1.  Merit Money:  Lynn O'Shaughnessy in The College Solution discusses how colleges will provide merit money for kids who are strong students for the school, which is generally not a student's reach school.  Even without merit money, as one moves up the selectivity ladder there are higher costs and higher debt.
2.  Meeting Professional Goals:  In some highly competitive fields, like pre-med, it is often best to go to a school whose need is to make sure that every student who wants to go to med school gets in as opposed to selecting out students before they apply.  The experience of being supported rather than being weeded out can change the course of your life.
3.  Personal Attention:  There is often a greater opportunity to work with professors and develop close mentoring relationships with teachers when you a are big fish in a small pond.  It is often easier to get more highly supportive teacher recommendations as well.
4.  Scholarships and Fellowships:  students who are more distinguished in their school will be regularly sought out for awards, honors, fellowships and scholarships.
5.  Quality Faculty:  It is really hard to get a college teaching job and you can get outstanding teachers at virtually any college.  You are more likely to get teachers who are as focused in teaching undergraduates as they are in their own research at strictly undergraduate schools.  You are also are not taught by graduate assistants at strictly undergraduate colleges.

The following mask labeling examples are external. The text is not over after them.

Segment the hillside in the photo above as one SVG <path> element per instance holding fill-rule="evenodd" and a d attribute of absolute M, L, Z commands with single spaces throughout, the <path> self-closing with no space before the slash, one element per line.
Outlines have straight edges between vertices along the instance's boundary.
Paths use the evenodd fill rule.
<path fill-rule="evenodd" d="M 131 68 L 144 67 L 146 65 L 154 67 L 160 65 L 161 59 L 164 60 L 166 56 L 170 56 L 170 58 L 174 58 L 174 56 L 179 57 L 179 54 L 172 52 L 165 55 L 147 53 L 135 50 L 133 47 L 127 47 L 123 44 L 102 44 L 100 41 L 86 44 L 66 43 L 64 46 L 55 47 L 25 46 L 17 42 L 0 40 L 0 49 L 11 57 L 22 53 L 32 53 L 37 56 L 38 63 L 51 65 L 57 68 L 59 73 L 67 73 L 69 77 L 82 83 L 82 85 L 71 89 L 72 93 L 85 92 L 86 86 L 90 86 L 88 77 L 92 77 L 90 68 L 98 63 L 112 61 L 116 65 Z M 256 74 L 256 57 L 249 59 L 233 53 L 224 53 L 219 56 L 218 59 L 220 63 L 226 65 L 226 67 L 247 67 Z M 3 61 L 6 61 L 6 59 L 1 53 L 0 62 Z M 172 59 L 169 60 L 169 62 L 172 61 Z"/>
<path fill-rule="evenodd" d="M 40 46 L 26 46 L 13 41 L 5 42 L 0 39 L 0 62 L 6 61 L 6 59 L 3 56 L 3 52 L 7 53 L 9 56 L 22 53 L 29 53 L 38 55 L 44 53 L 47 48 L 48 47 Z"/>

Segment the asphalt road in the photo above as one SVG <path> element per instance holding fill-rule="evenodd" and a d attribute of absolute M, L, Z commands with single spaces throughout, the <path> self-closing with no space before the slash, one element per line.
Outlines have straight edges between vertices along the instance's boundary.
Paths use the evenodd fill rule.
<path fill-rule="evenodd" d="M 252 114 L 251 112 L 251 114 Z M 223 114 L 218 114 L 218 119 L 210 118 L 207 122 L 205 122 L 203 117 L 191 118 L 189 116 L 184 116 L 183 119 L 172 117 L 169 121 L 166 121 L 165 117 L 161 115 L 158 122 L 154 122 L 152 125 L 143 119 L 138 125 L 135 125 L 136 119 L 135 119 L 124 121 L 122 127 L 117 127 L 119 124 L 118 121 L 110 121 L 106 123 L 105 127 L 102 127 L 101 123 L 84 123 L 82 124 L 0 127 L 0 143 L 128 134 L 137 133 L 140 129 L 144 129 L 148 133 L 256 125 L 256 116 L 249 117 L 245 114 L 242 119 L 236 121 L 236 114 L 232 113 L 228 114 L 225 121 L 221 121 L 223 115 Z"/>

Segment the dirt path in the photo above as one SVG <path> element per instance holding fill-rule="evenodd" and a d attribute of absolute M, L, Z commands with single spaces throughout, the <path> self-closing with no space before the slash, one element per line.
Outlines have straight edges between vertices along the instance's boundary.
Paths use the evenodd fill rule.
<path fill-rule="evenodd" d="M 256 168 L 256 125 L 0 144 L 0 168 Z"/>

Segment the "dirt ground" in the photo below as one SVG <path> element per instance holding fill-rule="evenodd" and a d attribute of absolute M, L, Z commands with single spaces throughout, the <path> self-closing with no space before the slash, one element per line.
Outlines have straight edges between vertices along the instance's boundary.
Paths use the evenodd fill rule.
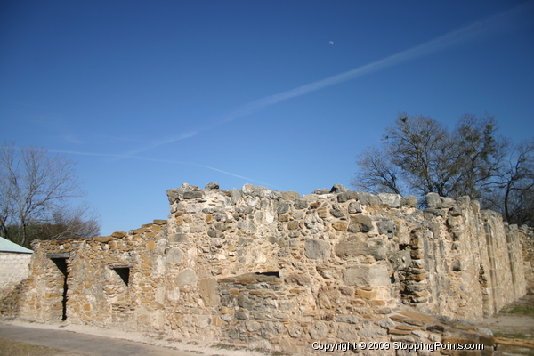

6.  Graduate School:  It is much easier to shine coming from a less selective pool of students.  Of two identical applicants applying from an extremely selective college and from one considerably less selective, the latter will have the advantage in admissions.  This person is likely to have greater faculty support, more leadership opportunities and better grades.
7.  Licensing:  Many of the extremely selective schools do not have opportunities to get professional licenses as an undergraduate.
8. Employment:  After your first job, rarely do employers care where you went to undergraduate school.  And if you go to graduate school, it is this imprimatur that matters more than undergraduate school.  It is also well documented that higher pay is more related to college major than the selectivity of the undergraduate school (see John Boeckenstedt's highereddatastories.blogspot.com for a thorough analysis of this).
9.  The Community College Option:  This is a very inexpensive way to getting through the first two years of college.  Your diploma from a 4-year college does not say "community college transfer" and two years of successful community college will often open more doors than many students would have have leaving high school.  This is a much better option than enrolling in a 4-year college with the plan of transferring.
10.  Graduation:  The number of students who end up not graduating yet accumulating huge debt is staggering.  Students need to be honest with themselves as to what they are prepared for emotionally, psychologically and financially.  For many students, not straying far from the nest, particularly right out of high school, is more likely to guarantee future success.